I don’t understand how it is possible for a novel about time travel back to the Middle Ages can be so boring. And not just dull, but hard to read. Doomsday Book is supposed to be a classic work of fantasy that gets realistic with its presentation of the Middle Ages. An Oxford student (Kivrin) wants to visit the Middle Ages for study which have finally been made available for study, having been previously been deemed to dangerous (plague, wars, bandits, etc.) Her mentor Dunworthy is firmly opposed to the idea but her official tutor Latimer is all for it. Kivrin goes back in time, but in the present the technician Banri in charge of the technology (which is never even slightly explained) suddenly gets deliriously sick but seems to think something went wrong with the transfer. None of the experts can figure out what’s wrong with him, but it’s contagious and eventually a lot of people are sick and quite a few die. For some reason there’s also a group of American tourists/ musicians around who get stuck on campus during the quarantine. While this is all going on, everyone who can is trying to locate the guy in charge, Basingame, who is apparently on vacation in some remote part of Scotland. The lack of information and sympathy concerning characters and events renders much of this part of the novel meaningless.
Meanwhile, Kivrin makes it to the Middle Ages but her translation technology is malfunctioning so communication proves difficult. As someone who has studied and can read Middle English and Latin fairly well, I have to say that her Middle English is not very believable. It’s neither literary nor reminiscent of common speech recorded in letters or other documents that are still around. The Latin is totally generic and adds nothing. Thankfully, dialogue reverts to modern English quickly. Technical complaint aside, Kivrin gets taken in by a country noble family. Pretty soon Kivrin discovers that she’s going to have a hard time finding the return point and that their is a sickness in the area that should not be there according to what she has learned. She might be stuck in the Middle Ages with plague present decades before it’s supposed to be.
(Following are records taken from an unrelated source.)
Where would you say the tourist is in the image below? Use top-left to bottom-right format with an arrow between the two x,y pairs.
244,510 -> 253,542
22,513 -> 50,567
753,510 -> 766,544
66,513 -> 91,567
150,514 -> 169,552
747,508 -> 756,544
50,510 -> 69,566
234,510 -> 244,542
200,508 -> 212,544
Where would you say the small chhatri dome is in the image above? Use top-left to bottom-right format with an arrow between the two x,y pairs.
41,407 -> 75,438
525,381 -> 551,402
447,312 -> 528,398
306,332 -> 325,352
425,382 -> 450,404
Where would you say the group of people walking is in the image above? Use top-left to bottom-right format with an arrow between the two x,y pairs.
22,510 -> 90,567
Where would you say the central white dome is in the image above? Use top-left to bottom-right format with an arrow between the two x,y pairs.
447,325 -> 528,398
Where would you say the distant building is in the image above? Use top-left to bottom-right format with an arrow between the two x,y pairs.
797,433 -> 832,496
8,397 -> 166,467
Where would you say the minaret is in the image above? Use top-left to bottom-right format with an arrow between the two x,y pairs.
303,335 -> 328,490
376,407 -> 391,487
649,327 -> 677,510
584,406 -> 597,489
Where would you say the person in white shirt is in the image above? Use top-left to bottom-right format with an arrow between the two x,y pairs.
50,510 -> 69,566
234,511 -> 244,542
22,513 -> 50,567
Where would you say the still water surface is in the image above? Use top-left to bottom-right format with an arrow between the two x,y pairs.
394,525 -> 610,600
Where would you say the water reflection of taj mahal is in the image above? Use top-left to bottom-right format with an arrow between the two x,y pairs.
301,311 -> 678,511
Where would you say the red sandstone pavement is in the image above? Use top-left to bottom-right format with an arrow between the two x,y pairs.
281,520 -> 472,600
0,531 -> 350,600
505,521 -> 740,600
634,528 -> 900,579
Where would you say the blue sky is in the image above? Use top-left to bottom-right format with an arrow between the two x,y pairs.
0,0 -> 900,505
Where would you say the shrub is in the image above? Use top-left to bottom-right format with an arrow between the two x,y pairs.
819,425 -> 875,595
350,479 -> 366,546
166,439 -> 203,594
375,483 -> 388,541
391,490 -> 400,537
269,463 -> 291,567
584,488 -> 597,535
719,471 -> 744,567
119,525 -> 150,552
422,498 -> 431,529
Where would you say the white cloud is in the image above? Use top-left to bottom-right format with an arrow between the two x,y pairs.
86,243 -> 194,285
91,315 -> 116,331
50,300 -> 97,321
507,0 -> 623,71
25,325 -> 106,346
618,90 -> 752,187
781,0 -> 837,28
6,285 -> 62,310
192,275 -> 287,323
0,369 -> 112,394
You would think that this would make for a riveting plot, but there is no characterization at all. In present day Oxford, everyone spends all their time arguing and trying to figure out whose fault the time travel problem is and what-where the illness is from (and where the heck is Basingame- I still don’t see why anyone cares about that because there’s no information about what this guy might be able to do to alleviate any of the situations). Kivrin has no personality at all either. The medieval family that she meets are the only ones who have any character to them. I think this is because of the narrative style, and how each part is told almost exclusively through dialogue, internal and external. Because none of the characters know what’s going on, except for Kivrin’s knowledge of the past, there is no development because nothing progresses. The medieval family has personality and character because Kivrin knows (or thinks she does) what’s going on, and can therefore spend some time telling her audience (Dunworthy through her diary/record of her trip) about the people she meets.
It turns out that Kivrin was actually sent about 20 years later than she should have been, placing her in the middle of a plague epidemic. This part of the story is good because it does get pretty realistic about the plague and the impact it had on people and society. The problem is that this is only a small portion of the story. How the time mistake happens is not satisfactorily explained because there is absolutely no information about how time travel technology works. Past and present realize what happened at about the same time, so the rescue mission succeeds and with this the story ends. Even this conclusion is not redemptive because none of the characters who survive the illness past or present (the present one is never clearly explained) are sympathetic or even interesting.
And on a final note of annoyance, no one ever points out the complexity contained in the title. The Doomsday in the title of the book would have meant something different in the Middle Ages than what we think of now. Kivrin’s title of her journal Domesday is accurate in spelling, but even her explanation of that title does not reflect how people now would understand. The word “doom” (or ‘dom/dome’ in the medieval spelling) means something more like “Fate”, not exactly “catastrophe”. ‘Domesday Boke’ was a real title in the Middle Ages and Kivrin’s explanation mentions the manuscript and its purpose correctly, but provides too little detail. I doubt many people would realize that the title suggests that the book is supposed to be an ethnography, and not just an apocalyptic end of the world in plague story, both past and present. There is also no real mention of the Biblical associations of the label which refers to Judgement Day. All we get is the expected apocalyptic part of doomsday, which is disappointing.